[plt-scheme] Stylistic (I hope!) question regarding driver loop

From: Robby Findler (robby at cs.uchicago.edu)
Date: Sun Jan 22 09:13:59 EST 2006

At Sat, 21 Jan 2006 17:41:25 -0500, Felix Klock's PLT scheme proxy wrote:
> Robby: does the Scheme semantics you and Jacob did in PLT Redex have
> a gc-step? Do your examples run in that context? Perhaps that would
> help Greg see what is going on in your example programs.

It does not, neither does it have letrec (since letrec is defined as
derived form, in terms of let and set!). Probably looking at that
semantics is the wrong thing anyways, since it really helps when you
want to understand how lots of features come together and here we're
really only interested in a few.

So, I've put together a semantics for letrec (including gc'ing the
store), where letrec is reduced in a single step to the corresponding
let+set! (note that this is a reduction step, not a macro, but it still
helps understand what's going on, I believe). Here's the rule:

  (letrec ((x e1)) e1) --> (let ((x 0)) (begin (set! x e1) e2))

and set! is modeled with a global store, so the rewriting system
rewrites terms like this:

  ((store (x v) ...) e)

For example:

    ((store (x 1)) (+ (set! x (+ x x)) x))
--> ((store (x 1)) (+ (set! x (+ 1 x)) x))
--> ((store (x 1)) (+ (set! x (+ 1 1)) x))
--> ((store (x 1)) (+ (set! x 2) x))
--> ((store (x 2)) (+ 2 x))
--> ((store (x 2)) (+ 2 2))
--> ((store (x 2)) 4)

To avoid adding void, set!'s reduce to their right-hand-sides (after
doing the assignment) and letrec initializes its variable to 0.

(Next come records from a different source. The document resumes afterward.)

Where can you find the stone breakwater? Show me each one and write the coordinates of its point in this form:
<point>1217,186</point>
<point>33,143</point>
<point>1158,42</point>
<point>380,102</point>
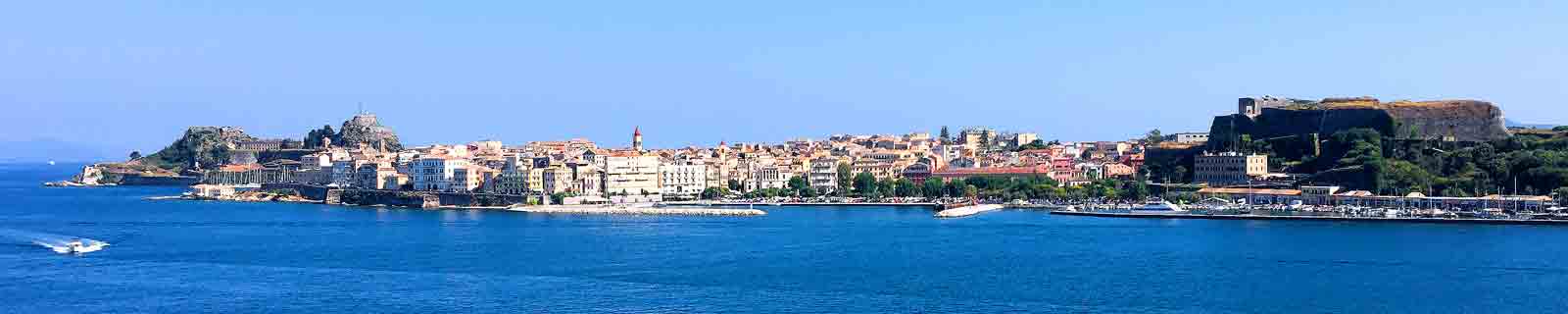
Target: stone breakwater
<point>635,211</point>
<point>968,211</point>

I ran in the two examples from earlier, replacing define with a letrec
and grabbed screenshots:

http://people.cs.uchicago.edu/~robby/tmp/letrec-tail.png
http://people.cs.uchicago.edu/~robby/tmp/letrec-nontail.png

You can see that the first one makes a loop; this means that the
program runs foever, but it only visits a finite number of states, so
it doesn't allocate memory forever. In contrast, the second one
produces an infinite number of states, and they grown over time, so it
needs an infinite amount of storage.

If you want to see more examples yourself, or play around with it
somehow, look at letrec.ss in the examples directory of the version 1.2
of plt redex in planet. You'll need the latest nightly build (assume
the build succeeded last night) or to build from svn yourself.